When people get together and form a society, they become a kind of person. Each individual is then part of a greater whole. The way Rousseau felt that they could stay truly free in society was to obey laws that were in line with the General Will. These laws were created by a clever legislator. This person’s job was to create a legal system that helped individuals keep in line with the General Will, rather than pursuing selfish interests at others’ expense. True freedom, for Rousseau, is being part of a group of people doing what is in the interest of that community. Your wishes should coincide with what is best for all, and laws should help you to avoid acting selfishly.

But what if you oppose what would be best for your city-state? You, as an individual, may not want to conform with the General Will. Rousseau had an answer here. But it’s not one that most people would like to hear. He famously, and rather worryingly, declared that if someone failed to recognize that obeying a law was in the interest of the community, then that person should be ‘forced to be free’. His point was that anyone who opposed something that was really in the interest of their society, while they might feel they were choosing freely, wouldn’t genuinely be free unless they fell into line and conformed with the General Will. How could you force someone to be free? If I forced you to read the rest of this book, then that wouldn’t be a free choice you had made, would it? Surely forcing someone to do something is the opposite of letting them make a free choice.
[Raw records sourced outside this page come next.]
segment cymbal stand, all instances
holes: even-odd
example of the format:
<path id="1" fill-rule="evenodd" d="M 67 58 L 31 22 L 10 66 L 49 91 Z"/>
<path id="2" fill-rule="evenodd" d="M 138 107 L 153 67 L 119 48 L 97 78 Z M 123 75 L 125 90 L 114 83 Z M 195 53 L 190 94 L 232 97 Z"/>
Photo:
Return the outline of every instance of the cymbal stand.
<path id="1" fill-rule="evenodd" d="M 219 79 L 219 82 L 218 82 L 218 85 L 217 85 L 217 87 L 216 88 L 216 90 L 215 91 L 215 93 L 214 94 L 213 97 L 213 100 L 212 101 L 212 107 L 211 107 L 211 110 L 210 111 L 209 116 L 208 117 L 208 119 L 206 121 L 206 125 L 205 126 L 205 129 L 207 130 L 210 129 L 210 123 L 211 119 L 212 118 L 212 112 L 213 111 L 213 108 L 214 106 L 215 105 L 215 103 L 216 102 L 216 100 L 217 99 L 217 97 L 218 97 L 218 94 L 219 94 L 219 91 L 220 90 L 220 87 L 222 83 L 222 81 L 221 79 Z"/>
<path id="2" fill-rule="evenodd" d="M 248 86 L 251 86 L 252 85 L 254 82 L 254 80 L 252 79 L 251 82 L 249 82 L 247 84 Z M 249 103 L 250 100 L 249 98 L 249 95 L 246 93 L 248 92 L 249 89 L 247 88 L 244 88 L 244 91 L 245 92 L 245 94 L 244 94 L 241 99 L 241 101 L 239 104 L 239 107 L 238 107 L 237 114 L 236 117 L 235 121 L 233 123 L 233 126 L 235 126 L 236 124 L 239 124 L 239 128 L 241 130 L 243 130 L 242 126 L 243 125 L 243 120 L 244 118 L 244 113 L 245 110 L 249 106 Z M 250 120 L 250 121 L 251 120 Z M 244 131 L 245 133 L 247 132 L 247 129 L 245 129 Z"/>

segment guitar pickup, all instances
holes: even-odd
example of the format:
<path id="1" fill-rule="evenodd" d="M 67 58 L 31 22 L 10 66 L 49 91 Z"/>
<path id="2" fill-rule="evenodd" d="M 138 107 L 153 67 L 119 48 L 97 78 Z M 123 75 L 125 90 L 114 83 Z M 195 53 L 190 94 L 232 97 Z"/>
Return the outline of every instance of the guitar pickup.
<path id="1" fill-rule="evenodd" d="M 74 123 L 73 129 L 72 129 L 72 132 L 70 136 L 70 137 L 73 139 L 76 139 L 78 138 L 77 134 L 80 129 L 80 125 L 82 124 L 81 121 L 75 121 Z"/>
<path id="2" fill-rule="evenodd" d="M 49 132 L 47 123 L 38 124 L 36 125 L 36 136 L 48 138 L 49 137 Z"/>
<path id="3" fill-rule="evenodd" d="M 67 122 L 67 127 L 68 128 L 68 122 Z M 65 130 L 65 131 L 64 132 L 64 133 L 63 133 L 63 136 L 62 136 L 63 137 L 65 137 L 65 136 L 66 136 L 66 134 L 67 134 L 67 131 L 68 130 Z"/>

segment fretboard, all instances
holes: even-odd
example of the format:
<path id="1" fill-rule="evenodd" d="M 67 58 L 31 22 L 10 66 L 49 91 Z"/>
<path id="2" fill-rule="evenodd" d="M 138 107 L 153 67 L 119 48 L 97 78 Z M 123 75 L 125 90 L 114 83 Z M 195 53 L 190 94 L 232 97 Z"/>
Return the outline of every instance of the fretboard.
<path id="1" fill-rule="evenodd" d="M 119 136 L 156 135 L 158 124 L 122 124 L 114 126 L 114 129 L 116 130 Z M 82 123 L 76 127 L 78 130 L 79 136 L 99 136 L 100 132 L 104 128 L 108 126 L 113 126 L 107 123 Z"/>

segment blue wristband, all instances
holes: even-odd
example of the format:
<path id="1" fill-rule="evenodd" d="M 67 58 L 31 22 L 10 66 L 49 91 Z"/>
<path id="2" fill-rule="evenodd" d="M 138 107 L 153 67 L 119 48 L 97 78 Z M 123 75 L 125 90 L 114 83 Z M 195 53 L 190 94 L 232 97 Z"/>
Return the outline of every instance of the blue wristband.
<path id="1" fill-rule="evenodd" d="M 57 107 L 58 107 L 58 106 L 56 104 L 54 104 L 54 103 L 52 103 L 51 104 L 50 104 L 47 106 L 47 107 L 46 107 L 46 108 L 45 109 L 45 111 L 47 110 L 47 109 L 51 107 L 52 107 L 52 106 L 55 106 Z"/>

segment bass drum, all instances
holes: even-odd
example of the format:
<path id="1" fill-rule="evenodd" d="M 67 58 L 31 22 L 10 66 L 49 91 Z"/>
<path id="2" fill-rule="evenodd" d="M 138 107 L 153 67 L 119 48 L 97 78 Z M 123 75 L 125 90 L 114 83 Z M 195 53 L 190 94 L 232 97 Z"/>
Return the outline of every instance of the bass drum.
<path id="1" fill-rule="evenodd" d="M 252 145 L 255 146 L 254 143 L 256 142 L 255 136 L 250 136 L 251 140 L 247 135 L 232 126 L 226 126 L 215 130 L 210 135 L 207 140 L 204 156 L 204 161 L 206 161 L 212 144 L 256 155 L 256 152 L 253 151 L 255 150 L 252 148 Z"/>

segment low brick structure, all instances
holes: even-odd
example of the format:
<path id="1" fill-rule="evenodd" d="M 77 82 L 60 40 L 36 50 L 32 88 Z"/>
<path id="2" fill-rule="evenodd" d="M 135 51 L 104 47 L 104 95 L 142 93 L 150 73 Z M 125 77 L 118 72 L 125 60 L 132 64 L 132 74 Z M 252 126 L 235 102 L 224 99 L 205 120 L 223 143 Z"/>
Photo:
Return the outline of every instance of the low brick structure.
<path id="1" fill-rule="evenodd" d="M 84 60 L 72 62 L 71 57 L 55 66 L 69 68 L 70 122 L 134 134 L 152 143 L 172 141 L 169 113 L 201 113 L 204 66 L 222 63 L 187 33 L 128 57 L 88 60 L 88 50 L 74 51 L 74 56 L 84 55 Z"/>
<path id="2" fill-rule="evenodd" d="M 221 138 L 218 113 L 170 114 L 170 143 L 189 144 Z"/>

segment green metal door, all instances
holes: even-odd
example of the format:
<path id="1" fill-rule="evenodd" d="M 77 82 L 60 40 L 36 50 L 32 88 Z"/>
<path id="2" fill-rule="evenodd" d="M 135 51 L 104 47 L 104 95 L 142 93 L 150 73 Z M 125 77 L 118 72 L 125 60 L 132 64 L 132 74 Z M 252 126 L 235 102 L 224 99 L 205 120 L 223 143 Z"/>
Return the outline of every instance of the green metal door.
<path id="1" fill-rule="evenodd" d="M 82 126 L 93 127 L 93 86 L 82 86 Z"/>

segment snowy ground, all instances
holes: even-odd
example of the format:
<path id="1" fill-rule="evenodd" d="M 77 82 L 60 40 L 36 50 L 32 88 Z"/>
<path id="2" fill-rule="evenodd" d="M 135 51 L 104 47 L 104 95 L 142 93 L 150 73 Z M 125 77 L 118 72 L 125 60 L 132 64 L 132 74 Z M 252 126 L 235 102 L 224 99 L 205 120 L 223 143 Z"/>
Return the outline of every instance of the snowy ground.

For Rousseau, however, this wasn’t a contradiction. The person who couldn’t identify the right thing to do would become freer by being forced to conform. Since everyone in a society is part of this larger group, we need to recognize that what we should do is follow the General Will, not our selfish individual choices. On this view, only when we follow the General Will are we truly free, even if we are forced to do so. That is Rousseau’s belief, but many later thinkers, including John Stuart Mill (see Chapter 24), have argued that political freedom should be freedom for the individual to make his or her own choices as far as possible. Indeed, there is something slightly sinister about the idea of Rousseau, who had complained about humanity being in chains, suggesting that forcing someone to do something is another kind of freedom.

Rousseau spent much of his life travelling from country to country to escape persecution. Immanuel Kant in contrast barely left his home town, though the impact of his thought was felt throughout Europe.